Ierse Wolfshond

Rasinformatie
FCI-Standaard nr. 160
/ 02.04.2001 / GB (Nederlandse vertaling)
Land van herkomst: Ierland
FCI Groep 10: Windhonden
Gebruik: zichtjager, gezelschap
Schofthoogte: Reuen minimaal 79 cm.
Teven minimaal 71 cm.
Vacht: De meest voorkomende kleur is grijs, rood, gestroomd, zwart, effen wit en reekleurig.  Alle kleuren die bij de Deerhound voorkomt zijn toegestaan.
Zijn vacht is ruw, hard en lang, vooral warrig boven de ogen en op de onderkaak.
Gezondheid: Het ras kampt met diverse aandoeningen.
Aard: Gemoedelijk en vriendelijk, ook tegen vreemden! Een Ierse Wolfshond is niet waaks. Trouw aan zijn baas, lief voor kinderen, aanhankelijk en niet slaafs. Een hond die midden in het gezin moet leven, anders kwijnt hij weg. Mits hij er op jonge leeftijd mee gesocialiseerd is, kan hij met andere honden en dieren samenleven.
Bijzonderheden: Ter voorkoming van vervilten van het lange warrige haar bij het hoofd, dient de Ier regelmatig geborsteld te worden.

Korte historische samenvatting
Ierse WolfshondDe Ierse Wolfshond is een heel oud ras, zijn exterieur is in de loop van de eeuwen veranderd. Zijn voorouders werden de Celtic Geyhound, Irish Huntinghounds en de Irish Wolfdogs genoemd.
Tot het eind van de 17e eeuw, werden de Ierse Wolfshonden gebruikt voor de jacht op wolven en herten in Ierland. Zij werden ook gebruikt voor de jacht op de wolven die grote gebieden van Europa teisterden alvorens de bossen werden ontruimd.

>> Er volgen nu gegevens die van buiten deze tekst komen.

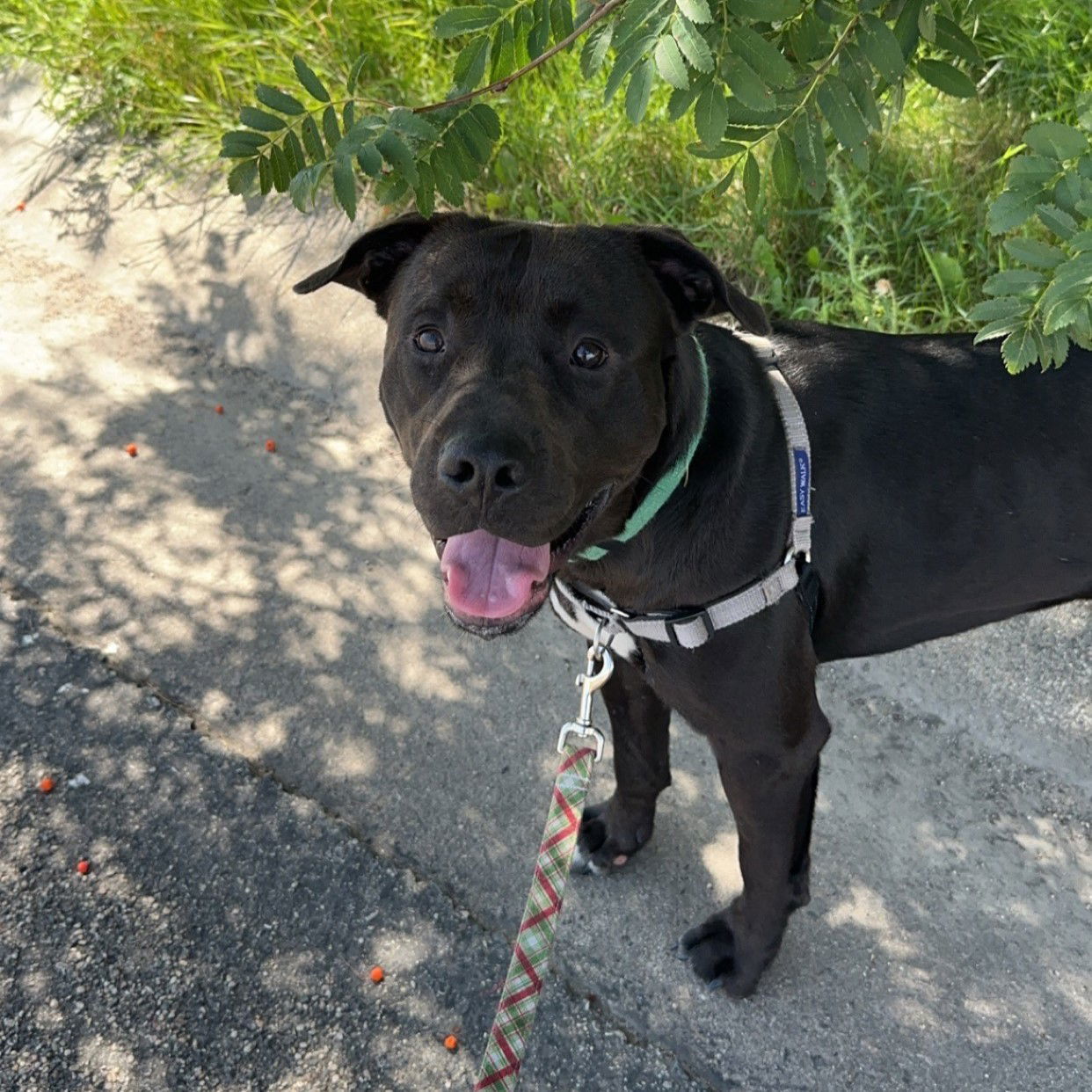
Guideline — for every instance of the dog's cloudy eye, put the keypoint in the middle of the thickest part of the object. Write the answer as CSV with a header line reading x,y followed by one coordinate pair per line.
x,y
428,339
589,354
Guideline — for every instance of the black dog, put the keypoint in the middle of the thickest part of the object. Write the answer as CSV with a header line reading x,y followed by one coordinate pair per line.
x,y
542,382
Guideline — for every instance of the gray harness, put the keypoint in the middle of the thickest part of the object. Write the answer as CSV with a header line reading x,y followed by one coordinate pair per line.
x,y
577,605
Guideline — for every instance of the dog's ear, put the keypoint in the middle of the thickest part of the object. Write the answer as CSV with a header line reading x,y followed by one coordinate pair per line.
x,y
693,284
370,263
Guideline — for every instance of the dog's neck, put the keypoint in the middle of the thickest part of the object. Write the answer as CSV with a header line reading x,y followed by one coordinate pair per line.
x,y
726,524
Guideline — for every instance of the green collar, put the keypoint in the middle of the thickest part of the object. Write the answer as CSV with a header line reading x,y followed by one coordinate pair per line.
x,y
667,484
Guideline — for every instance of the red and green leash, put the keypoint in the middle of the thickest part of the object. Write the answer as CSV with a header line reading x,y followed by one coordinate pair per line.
x,y
519,1000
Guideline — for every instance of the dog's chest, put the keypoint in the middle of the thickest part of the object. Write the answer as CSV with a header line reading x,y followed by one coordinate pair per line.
x,y
576,617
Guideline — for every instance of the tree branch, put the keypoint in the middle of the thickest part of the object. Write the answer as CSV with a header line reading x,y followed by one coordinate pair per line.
x,y
500,85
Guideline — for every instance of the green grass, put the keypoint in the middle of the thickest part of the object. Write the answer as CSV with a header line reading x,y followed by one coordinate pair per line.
x,y
901,247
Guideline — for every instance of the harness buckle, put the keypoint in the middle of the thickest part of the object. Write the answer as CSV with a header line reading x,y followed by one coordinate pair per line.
x,y
701,616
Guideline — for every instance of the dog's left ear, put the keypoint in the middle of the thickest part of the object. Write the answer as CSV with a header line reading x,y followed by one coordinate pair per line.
x,y
370,265
694,285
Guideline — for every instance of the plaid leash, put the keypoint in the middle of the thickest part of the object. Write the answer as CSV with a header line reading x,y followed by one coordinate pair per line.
x,y
519,1000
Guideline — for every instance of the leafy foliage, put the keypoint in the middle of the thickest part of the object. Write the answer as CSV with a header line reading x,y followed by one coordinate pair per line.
x,y
775,91
1043,302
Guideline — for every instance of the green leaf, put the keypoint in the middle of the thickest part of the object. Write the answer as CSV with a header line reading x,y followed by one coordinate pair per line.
x,y
242,144
1036,253
560,17
811,154
1000,326
447,178
1081,242
425,190
762,55
279,100
1004,307
405,121
370,161
279,165
1019,350
637,93
1055,140
312,142
881,48
947,77
473,136
346,185
450,24
765,11
952,40
294,152
502,54
354,72
841,113
804,37
1012,282
710,115
258,119
746,84
487,118
1010,210
694,46
1057,221
242,177
786,174
394,151
470,64
669,63
697,11
595,49
630,23
538,36
311,84
752,183
330,127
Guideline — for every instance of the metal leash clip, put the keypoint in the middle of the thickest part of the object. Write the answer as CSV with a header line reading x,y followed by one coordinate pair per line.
x,y
600,668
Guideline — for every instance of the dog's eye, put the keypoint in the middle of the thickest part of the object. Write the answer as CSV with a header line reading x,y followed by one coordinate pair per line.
x,y
428,339
589,354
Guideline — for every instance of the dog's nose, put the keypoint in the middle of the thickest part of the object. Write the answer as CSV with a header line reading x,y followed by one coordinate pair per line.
x,y
470,469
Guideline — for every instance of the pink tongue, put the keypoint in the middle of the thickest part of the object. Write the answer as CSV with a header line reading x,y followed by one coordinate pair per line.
x,y
490,577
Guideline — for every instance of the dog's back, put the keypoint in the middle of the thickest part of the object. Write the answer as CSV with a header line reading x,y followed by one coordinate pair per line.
x,y
951,492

Rasstandaard volgens de Irish Wolfhound Club of Ireland (1956)

Algemeen voorkomen
De Ierse Wolfshond is de grootste rashond die we kennen. Hij moet niet zo zwaar of massief zijn als de Duitse Dog, maar massiever dan de Deerhound, op wie hij in algemeen type moet gelijken. De Ierse wolfshond is een indrukwekkende verschijning, zeer gespierd, sterk doch sierlijk gebouwd, gemakkelijk en vlot in zijn bewegingen; hoofd en hals hoog gedragen; de staart wordt in een opwaartse lijn gedragen, met een lichte bocht aan het einde.

Hoofd
Lang, het voorhoofdsbeen loopt zeer weinig op en er is zeer weinig inzinking tussen de ogen. Hersenpan niet te breed. Snuit lang en matig puntig. Oren klein en gedragen als die van de Greyhound.
Gebit: ideaal is het schaargebit; het tanggebit is echter ook toegestaan.

Hals
Vrij lang, zeer sterk en gespierd; goed gebogen, zonder keelhuid of los vel om de hals.

Lichaam en ledematen
Borstkas: Zeer diep. Brede borst.
Rug: Eerder lang dan kort. Gewelfde lendenen.
Staart: Lang en licht gebogen, van middelmatige dikte en goed bedekt met haar.
Buik: Goed opgetrokken.
Voorhand: Gespierde schouders, die borstbreedte geven en schuin geplaatst zijn. Ellebogen goed onder het lichaam geplaatst en niet naar binnen, noch naar buiten gedraaid.
Benen: Bovenarm gespierd en het gehele been sterk en volkomen recht.
Achterhand: Gespierde dijen en de schenkel lang en sterk zoals van de Greyhound, laaggeplaatste hielen, die binnen noch buitenwaarts gekeerd zijn.
Voeten: Matig groot en rond, niet binnen- of buitenwaarts gedraaid. Tenen goed gebogen en gesloten. Nagels zeer sterk en gebogen.

Vacht
Haar: Ruw en hard op het lichaam, de benen en het hoofd. Vooral warrelig en lang boven de ogen en op de onderkaak.
Kleur en aftekening: De erkende kleuren zijn: grijs, gestroomd, rood, zwart, effen wit, reekleurig en elke kleur die voorkomt bij de Deerhound.

Fouten:
Hoofd te licht of te zwaar, te hoog voorhoofd; grote oren die plat tegen het hoofd hangen; korte hals; keelhuid; te smalle of te brede borstkas; ingezakte of zadelrug of volkomen rechte rug; kromme voorbenen; gedraaide voeten; gespreide tenen; te sterk gekrulde staart; zwakke achterhand en een algemeen gebrek aan spieren; te kort lichaam; zalm- of leverkleurige oogleden; lippen en neus, die niet zwart zijn; lichte ogen; zwakke polsen en hakken.

N.B.
Reuen dienen twee duidelijk goed ontwikkelde testikels te hebben, die geheel in de balzak zijn ingedaald.